When my oldest son, Cory, first learned to walk, I released my hands from his entwined fingers and encouraged his wobbly, independent steps. On the first day of preschool, releasing came in waving goodbye from the doorway. I ventured into the rainy morning while Cory stayed behind surrounded with new friends, toys and influences.
Soon came sleepovers and dances, driving lessons and youth mission trips. Each level forced me to step back, as my son stepped forward to autonomy.
While dreaming about our children’s futures is easy, the actually steps of letting go are more difficult. Is he ready to stay overnight? Can she stand up to her peers? Does he have what it takes to make it in this world?
Letting go and encouraging independence is our job as parents—and it’s our kids’ job to fight for the same.
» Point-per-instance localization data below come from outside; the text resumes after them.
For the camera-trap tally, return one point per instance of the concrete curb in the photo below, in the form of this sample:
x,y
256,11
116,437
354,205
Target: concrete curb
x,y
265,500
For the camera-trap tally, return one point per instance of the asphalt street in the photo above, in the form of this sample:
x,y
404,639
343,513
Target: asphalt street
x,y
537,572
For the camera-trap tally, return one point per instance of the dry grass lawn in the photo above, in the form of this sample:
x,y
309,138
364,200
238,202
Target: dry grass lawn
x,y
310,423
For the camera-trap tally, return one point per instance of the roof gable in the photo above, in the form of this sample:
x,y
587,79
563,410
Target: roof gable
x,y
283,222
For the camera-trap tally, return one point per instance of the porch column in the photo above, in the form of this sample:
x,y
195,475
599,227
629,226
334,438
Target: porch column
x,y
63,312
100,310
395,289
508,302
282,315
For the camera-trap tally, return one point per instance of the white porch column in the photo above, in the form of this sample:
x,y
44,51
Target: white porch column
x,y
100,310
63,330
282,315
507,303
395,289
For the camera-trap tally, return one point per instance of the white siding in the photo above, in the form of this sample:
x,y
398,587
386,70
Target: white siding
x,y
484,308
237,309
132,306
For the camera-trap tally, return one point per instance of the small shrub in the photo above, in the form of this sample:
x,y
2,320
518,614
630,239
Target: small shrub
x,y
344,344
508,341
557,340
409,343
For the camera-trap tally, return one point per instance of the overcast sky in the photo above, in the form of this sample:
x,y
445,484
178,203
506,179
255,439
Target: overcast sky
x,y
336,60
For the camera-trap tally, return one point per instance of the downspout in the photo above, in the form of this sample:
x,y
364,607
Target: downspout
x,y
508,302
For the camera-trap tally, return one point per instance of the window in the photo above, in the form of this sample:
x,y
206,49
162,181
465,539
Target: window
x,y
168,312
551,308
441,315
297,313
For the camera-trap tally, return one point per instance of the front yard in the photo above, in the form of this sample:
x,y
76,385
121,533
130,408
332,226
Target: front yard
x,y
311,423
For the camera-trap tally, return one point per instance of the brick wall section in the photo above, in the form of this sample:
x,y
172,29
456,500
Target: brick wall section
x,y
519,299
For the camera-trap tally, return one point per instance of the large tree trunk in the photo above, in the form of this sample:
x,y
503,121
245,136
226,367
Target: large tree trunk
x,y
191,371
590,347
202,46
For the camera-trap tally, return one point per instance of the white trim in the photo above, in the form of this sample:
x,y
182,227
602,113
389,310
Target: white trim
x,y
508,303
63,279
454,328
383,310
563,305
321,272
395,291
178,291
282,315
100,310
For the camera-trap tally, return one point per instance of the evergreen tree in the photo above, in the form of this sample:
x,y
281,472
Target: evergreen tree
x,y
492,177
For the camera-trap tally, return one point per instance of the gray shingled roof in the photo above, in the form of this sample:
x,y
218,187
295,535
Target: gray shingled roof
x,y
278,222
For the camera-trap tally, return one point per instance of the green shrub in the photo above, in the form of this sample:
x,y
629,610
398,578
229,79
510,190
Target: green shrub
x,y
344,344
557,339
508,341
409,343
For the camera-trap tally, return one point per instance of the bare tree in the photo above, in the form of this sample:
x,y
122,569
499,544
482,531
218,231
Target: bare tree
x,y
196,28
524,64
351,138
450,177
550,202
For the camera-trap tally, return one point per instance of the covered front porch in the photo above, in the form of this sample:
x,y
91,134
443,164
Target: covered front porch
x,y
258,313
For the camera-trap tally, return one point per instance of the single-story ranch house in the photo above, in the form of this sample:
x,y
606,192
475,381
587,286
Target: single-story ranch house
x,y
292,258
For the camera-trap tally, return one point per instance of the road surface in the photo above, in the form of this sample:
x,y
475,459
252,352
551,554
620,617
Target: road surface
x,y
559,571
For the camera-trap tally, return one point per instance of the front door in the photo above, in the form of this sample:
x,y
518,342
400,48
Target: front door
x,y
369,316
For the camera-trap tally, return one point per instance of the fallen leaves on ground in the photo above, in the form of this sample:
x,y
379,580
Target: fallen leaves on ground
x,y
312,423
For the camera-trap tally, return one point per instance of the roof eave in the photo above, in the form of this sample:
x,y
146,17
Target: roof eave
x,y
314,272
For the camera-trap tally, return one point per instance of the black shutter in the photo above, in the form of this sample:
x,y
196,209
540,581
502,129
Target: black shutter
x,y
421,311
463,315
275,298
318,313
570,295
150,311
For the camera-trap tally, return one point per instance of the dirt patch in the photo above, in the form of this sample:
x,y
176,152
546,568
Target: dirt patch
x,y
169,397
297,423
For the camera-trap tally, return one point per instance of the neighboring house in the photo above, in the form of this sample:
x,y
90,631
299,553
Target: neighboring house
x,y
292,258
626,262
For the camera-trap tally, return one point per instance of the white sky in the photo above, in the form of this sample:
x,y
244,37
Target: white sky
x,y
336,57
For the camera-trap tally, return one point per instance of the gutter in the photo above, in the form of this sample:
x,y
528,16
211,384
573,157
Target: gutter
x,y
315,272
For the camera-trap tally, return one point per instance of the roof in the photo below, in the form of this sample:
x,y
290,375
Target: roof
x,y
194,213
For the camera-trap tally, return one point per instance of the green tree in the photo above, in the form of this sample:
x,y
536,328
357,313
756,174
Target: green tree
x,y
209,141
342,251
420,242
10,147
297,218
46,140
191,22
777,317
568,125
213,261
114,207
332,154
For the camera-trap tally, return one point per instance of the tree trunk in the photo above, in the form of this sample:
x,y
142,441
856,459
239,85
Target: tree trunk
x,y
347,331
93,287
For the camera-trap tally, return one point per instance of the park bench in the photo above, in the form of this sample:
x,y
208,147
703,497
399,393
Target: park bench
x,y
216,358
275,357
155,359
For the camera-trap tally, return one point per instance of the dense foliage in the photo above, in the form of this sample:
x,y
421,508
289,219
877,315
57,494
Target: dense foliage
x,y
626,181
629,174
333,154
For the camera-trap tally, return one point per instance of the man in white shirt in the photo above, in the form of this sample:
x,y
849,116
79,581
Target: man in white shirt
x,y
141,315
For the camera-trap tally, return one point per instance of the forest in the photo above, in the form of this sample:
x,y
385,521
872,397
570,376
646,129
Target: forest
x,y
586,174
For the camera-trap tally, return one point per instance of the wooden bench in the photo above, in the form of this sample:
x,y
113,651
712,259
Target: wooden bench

“It’s healthy and natural to fight against becoming a clone of our parents,” says Gary Thomas, author of Sacred Parenting: How Raising Children Shapes Our Souls (Zondervan, 2005). “Even if children have the most mature, godly parents possible, God created them unique and different from us. A child’s striving for independence is a natural process of discovering who they were designed to be.”
I have to remind myself of this . . . often. It’s natural for Alyssa to want to sleep in her own bed at nap time instead of snuggling with me. It’s fine that my eighteen-year-old son wants to talk to his older brother about the young woman he likes, rather than to me—his mom. God will watch over my twenty-year-old daughter during the two months she’ll be living overseas this summer. It’s perfectly OK to listen to my twenty-three-year-old’s career plans without having to give my input continually. It is.
What letting go comes down to is encouraging our children’s dependence away from us and onto dependence on God. Now that my son Cory is married and a dad himself, nothing brings me more pleasure than seeing him walking his baby boy through the beginning stages of life.
Cory’s fingers that once entwined mine no longer need me for security and support, but my job as a mother is not over. My prayers go up for his continual growth as a man and a father.
What about you? What “growing season” is your child in? How are you dealing with it? How is God helping you deal with it?